Kuia Togia ke he toa
Ka e kului i au ki Tapēu,
Potiki tolu to veli he po.
Hoku toa, ti fakavaia.
Tuhi feogo ki a Toga,
Kua hifo e folo kai-tagata,
To manavanava a Niue nei,
Hoku toa, ti fakavaia.
Atu toa he ko Tama ha Makefu.
Tatau e mate i Vailoa,
Atu tefekula kau hagaia ni,
Kua ti kai haofia,
Haku toa ti fakavaia.

The eyes of the Niuē people are like those of other Polynesiaus, large, and from deep black to dark brown; expressive, and in the women and children, soft.

There are a few albinos amongst the people, which they call mahēle, and they are as unprepossessing as the korako amongst the Maoris. They are said to be the offspring of the god Tu, who caught the original ones in a net at night, hence they blink their eyes in the daylight. Tu himself was a mahēle.* In Rarotonga, the light haired people are supposed to be the descendants of the god Tangaroa.

Notwithstanding the constant hard work which both men and women alike participate in, they are erect in figure and carriage. I never saw any old women in Niuē bent nearly double with work as was at one time so common with the Maoris; nor are either men or women so obese as many Maoris—their active life prevents this.

As a rule the men are not good looking as compared with other branches of the race, though many have intelligent and very pleasant faces. On the other hand the women are almost invariably fairly good looking, though few are really pretty—their expression is quiet and pleasant. I saw no woman so really pretty as large numbers of Maori women to be seen any day, and they cannot compare with the Tahitian women in beauty. But the Niuē women have one advantage over their Maori sisters—their lips (gutu) are generally as thin as those of European women, which is not the rule with Maoris. This seems rather strange if the people have a stronger strain of Melanesian blood in them than most of their brethren, but on the other hand the

* See Part III. for the native account of the origin of the albino.

page 33 noses (ihu) are certainly more flat, both in men and women, than the Maoris and other branches.

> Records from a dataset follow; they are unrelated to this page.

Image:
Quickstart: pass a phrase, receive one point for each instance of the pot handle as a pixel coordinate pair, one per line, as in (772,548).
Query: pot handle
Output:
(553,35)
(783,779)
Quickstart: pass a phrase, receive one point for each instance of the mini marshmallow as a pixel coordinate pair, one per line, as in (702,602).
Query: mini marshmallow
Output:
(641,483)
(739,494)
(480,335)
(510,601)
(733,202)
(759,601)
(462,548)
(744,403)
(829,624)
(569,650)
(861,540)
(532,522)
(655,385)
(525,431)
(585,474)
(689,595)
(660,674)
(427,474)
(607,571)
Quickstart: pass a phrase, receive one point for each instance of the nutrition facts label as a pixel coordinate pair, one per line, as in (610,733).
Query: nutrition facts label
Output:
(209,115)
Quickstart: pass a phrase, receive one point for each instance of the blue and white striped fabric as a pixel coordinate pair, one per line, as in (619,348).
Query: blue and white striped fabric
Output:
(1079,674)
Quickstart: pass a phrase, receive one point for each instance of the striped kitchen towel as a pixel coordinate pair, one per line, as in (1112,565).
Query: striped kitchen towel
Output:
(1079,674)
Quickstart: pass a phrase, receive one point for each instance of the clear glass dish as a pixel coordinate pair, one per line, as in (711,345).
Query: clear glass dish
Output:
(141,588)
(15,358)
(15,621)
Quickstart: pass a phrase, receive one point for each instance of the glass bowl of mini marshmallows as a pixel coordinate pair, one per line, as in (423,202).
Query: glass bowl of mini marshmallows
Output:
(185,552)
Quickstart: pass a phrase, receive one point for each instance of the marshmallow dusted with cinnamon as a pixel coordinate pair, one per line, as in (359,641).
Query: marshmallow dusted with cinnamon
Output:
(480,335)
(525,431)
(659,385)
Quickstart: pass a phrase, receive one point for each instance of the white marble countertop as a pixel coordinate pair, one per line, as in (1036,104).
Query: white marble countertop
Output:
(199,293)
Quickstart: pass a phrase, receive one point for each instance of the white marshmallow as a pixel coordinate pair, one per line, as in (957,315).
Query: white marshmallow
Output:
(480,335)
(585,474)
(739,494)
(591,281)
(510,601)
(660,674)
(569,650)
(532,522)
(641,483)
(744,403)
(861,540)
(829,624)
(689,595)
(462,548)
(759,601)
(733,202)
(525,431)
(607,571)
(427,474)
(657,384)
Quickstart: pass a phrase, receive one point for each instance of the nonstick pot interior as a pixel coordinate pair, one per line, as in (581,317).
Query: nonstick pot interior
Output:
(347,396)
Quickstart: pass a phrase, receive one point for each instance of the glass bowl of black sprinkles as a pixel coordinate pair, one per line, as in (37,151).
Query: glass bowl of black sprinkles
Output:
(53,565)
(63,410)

In the chiefs of Niuē (Patu or Iki) I never saw that dignity and “presence” observable in a high chief of Samoa, Tonga, or New Zealand,—such as is describable in Maori as he tino rangatira or he momo rangatira: but in their own way they are chiefs nevertheless, and exercise a good deal of influence over the lalo-tagata, or common people.

Of their intellectual gifts, I did not form on exalted opinion. But then my only dealings with them which could call forth their powers in that respect, were of a nature that ran contrary to all their preconceived ideas, viz., the consideration of laws drawn up for the general good and necessarily expressed in terms as technical as the language admitted of. The whole subject was new to them, and without precedent, so allowances must be made on that score.

In industry, I think the Niuē people compare very favourably with any other branch of the race I have met. They are hard workers; indeed the nature of their island obliges them to work in order to live. They make excellent sailors, and are much sought after in Tonga and Samoa as labourers of all kinds. There are over 500 of the young men constantly away from the island, working for Europeans, a large number being engaged at Maldon (which the natives call Pokolāā) and other islands working the guano. This enables them to earn a little money, but, at the same, it is a very bad thing for the island itself in many ways.

Like other Polynesians, they are very hospitable, and appear to be fond of gathering at feasts, when large quantities of food are consumed. A great feast is termed a katoaga*, which may be translated a “basketing,” but an ordinary feast is a galēue.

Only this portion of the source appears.